Abstract
Protein methylation is one of the most important post-translational modifications. Typically methylation occurs on arginine or lysine residues in the protein sequence. In the biological system, methylation is catalyzed by enzymes, and should be involved in modification of heavy metals, regulation of gene expression, regulation of protein function, and RNA metabolism. Thus the prediction of methylation sites plays a crucial role. As we know, traditional experiment approaches to predict the sites are accurate, but that are always labor-intensive and time-consuming.

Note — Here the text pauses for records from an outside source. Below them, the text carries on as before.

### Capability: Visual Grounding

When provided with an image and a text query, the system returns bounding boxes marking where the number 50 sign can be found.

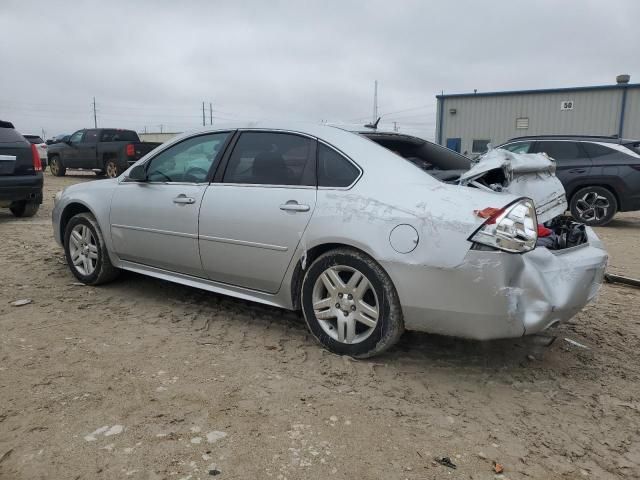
[560,100,573,110]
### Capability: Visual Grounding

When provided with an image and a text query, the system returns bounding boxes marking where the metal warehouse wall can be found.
[436,86,640,155]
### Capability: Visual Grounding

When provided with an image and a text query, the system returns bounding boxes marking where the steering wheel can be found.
[184,167,209,182]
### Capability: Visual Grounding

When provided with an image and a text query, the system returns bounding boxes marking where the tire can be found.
[9,202,40,218]
[301,248,404,358]
[64,213,120,285]
[569,186,618,227]
[49,156,67,177]
[104,159,122,178]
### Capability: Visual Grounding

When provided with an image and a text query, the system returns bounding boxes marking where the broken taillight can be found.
[31,143,42,172]
[469,198,538,253]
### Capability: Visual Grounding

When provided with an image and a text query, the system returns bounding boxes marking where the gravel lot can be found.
[0,172,640,480]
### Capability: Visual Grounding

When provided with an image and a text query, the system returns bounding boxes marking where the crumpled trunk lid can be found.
[460,149,567,223]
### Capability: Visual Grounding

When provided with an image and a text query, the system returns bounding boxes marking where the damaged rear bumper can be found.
[384,228,608,340]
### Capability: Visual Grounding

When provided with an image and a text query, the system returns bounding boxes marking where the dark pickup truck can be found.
[0,121,42,217]
[47,128,161,178]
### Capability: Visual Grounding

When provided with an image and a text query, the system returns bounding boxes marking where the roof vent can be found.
[616,73,631,85]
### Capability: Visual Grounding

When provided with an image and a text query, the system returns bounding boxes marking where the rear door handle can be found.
[173,193,196,205]
[280,200,311,212]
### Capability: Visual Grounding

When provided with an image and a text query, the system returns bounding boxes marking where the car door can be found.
[110,132,231,277]
[60,130,84,168]
[199,130,317,293]
[76,129,99,168]
[534,140,592,186]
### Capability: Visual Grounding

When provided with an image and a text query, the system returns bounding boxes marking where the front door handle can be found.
[173,193,196,205]
[280,200,311,212]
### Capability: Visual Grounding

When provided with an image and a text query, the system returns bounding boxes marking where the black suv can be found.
[0,120,42,217]
[498,135,640,225]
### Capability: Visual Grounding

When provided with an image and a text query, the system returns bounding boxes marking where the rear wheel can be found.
[64,213,120,285]
[302,249,404,357]
[570,186,618,226]
[49,157,67,177]
[104,160,122,178]
[9,202,40,218]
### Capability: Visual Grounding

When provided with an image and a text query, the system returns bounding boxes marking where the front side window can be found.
[318,144,360,187]
[82,130,98,143]
[147,132,230,183]
[69,130,84,143]
[500,142,531,153]
[222,132,316,185]
[538,142,582,161]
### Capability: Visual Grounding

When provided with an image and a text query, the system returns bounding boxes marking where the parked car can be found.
[48,128,161,178]
[0,121,42,217]
[23,135,47,172]
[52,125,607,357]
[45,133,71,145]
[498,135,640,226]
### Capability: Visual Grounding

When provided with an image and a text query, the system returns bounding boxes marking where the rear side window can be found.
[318,143,360,188]
[0,127,25,143]
[500,142,531,153]
[582,143,615,158]
[222,132,316,186]
[100,129,140,142]
[24,135,44,145]
[82,130,98,143]
[538,142,583,160]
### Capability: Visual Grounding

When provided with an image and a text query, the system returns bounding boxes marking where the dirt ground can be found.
[0,172,640,480]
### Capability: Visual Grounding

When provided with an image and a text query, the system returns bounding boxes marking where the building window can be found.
[471,140,491,153]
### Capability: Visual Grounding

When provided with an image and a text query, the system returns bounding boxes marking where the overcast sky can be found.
[0,0,640,138]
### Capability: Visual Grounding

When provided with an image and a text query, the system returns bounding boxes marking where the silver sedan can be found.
[53,125,607,357]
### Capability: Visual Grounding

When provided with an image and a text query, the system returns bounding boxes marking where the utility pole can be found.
[371,80,378,123]
[93,97,98,128]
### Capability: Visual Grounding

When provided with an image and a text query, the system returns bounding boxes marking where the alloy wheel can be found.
[575,192,611,222]
[312,265,380,344]
[69,224,98,276]
[106,162,118,178]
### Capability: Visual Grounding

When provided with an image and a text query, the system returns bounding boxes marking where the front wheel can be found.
[64,213,120,285]
[570,186,618,227]
[301,249,404,358]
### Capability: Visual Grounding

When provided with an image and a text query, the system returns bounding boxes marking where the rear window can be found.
[100,130,140,142]
[24,135,44,144]
[624,142,640,155]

Thus, it is common to see that computational methods receive increasingly attentions due to their convenience and fast speed in recent years. In this study, we develop a computational approach to predict the performance of methylarginine and methyllysine sites. First, a new encoding schema as called the CKASSP is used in our method. Then, the support vector machine (SVM) algorithm is used as a predictor. Experimental results show that our method can obtain average prediction accuracy of 87.46%, sensitivity of 99.09%, specificity of 86.89% for arginine methylation sites, and average prediction accuracy of 88.78%, sensitivity of 93.75%, specificity of 81.79% for lysine methylation sites as well, which is better than those of other state-of-art predictors. The online service is implemented by java 1.4.2 and is freely available at http://202.198.129.219:8080/cksaap_methsite.
Keywords: Methylation sites, CKSAAP_Methsite, SVM, performance.